Info Feeding Lowest/Zero Carb vs Higher Lower Carb Foods

Discussion in 'Lantus / Basaglar (glargine) and Levemir (detemir)' started by Jill & Alex (GA), Aug 17, 2019.

  1. Jill & Alex (GA)

    Jill & Alex (GA) Senior Member Moderator

    Joined:
    Dec 28, 2009
    Feeding foods with the lowest percentage of carbs in them? It's not necessarily the best route to take for YOUR cat.

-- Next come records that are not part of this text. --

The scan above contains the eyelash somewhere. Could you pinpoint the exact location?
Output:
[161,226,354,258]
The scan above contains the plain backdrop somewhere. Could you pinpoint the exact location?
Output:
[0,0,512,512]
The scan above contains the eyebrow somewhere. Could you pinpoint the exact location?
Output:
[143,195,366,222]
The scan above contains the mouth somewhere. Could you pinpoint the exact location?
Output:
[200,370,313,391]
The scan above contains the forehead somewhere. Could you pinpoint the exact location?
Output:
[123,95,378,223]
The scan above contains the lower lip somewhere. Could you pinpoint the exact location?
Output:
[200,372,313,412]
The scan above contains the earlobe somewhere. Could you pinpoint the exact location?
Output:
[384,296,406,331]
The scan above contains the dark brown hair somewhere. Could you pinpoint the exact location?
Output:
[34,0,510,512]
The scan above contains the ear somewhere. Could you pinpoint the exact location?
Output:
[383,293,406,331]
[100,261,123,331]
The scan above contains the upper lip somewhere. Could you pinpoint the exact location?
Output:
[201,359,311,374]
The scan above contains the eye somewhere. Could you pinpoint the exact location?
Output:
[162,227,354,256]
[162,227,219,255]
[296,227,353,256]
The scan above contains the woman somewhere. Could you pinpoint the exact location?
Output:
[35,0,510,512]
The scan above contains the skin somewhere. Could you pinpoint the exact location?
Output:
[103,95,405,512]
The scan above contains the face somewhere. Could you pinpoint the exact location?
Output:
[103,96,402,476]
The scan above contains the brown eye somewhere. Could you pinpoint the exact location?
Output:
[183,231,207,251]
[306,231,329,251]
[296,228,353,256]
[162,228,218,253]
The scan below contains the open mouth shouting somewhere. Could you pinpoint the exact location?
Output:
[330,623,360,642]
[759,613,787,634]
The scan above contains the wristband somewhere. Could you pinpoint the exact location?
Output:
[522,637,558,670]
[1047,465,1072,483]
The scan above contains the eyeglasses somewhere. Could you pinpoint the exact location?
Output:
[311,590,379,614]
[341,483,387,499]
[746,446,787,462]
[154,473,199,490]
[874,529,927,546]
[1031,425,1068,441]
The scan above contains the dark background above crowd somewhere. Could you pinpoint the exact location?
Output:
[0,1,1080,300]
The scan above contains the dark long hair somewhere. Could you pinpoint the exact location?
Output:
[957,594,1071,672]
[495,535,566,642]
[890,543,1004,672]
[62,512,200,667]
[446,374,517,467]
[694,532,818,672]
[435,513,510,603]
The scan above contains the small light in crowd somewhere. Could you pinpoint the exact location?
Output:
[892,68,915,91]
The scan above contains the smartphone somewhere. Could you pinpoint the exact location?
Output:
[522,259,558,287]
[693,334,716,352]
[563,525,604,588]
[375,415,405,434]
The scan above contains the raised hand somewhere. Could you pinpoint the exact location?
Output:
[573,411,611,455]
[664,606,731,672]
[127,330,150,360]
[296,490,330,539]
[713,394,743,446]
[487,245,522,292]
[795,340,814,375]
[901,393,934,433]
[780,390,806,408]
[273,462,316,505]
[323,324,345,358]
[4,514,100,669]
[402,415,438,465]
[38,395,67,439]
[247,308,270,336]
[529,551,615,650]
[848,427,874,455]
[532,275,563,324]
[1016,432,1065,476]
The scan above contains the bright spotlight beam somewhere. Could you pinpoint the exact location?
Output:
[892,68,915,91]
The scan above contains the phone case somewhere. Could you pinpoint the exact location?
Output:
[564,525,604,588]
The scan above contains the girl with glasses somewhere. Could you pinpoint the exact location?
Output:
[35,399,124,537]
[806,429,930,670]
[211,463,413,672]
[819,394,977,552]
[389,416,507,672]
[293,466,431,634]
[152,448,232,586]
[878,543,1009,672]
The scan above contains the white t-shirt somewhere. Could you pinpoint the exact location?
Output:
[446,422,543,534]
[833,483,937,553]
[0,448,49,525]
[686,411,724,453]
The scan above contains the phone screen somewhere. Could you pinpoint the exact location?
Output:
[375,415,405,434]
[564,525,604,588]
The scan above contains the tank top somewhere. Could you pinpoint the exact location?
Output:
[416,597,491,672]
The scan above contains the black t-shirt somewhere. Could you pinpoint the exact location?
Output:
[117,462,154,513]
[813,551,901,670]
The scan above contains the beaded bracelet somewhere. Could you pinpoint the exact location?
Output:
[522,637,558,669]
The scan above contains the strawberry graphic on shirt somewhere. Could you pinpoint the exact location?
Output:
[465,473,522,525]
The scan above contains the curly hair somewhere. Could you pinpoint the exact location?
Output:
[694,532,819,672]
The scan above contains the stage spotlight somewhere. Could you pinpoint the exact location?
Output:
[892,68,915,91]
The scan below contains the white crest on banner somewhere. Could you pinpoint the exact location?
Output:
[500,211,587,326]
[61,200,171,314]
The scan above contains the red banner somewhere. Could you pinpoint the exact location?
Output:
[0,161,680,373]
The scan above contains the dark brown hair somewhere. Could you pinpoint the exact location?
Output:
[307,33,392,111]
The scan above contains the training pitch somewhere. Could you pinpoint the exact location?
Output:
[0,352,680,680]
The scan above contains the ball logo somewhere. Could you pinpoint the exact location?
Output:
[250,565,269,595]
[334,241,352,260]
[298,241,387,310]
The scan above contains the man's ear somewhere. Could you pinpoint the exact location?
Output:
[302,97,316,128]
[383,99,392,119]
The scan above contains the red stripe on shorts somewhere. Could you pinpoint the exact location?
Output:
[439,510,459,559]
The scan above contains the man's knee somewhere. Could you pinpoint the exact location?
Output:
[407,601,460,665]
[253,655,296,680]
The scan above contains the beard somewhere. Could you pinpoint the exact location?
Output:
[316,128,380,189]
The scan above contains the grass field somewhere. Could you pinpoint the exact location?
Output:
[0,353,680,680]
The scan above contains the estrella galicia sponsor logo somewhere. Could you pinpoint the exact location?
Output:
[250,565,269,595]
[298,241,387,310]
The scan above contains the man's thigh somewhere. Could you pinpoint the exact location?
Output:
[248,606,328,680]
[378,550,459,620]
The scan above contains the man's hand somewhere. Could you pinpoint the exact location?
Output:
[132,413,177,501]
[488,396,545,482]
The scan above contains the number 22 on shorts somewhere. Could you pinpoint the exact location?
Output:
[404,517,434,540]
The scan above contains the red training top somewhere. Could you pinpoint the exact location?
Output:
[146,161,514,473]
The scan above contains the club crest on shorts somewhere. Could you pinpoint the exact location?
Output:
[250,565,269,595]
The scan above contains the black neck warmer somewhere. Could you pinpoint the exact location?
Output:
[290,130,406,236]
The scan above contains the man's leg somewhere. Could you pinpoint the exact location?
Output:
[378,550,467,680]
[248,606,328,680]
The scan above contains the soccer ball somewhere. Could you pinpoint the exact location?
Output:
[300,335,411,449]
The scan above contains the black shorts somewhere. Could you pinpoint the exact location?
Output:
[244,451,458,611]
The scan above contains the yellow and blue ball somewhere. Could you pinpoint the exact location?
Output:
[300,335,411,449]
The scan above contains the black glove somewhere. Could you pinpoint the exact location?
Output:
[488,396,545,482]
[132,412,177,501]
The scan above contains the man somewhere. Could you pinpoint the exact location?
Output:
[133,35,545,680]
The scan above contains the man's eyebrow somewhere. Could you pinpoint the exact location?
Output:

    Contrary to what one may think, some cats do better (produce lower BG numbers) when fed a moderate amount of carbs in their food (less than 10%, but more than 0-1%). This is an important point that's overlooked all too often while attempting to regulate your diabetic cat.

    Here's a link to a very interesting, maybe even an eye-opening, discussion for some from Anne & French Fry's FD Library:

    Low Carb vs Lower Carb

    Blanket statements rarely apply to cats. Every cat is different (ECID) remains true when we're talking about sensitivity to carbohydrates. Don't be afraid to experiment to find what works for your cat.
     
  2. Marje and Gracie

    Marje and Gracie Senior Member Moderator

    Joined:
    May 30, 2010
    I’m glad you were able to resurrect this post from the old board, Jill. It’s what got me thinking that the 0-1% carb foods were not working for Gracie.

    Thanks for sharing with newer members!:)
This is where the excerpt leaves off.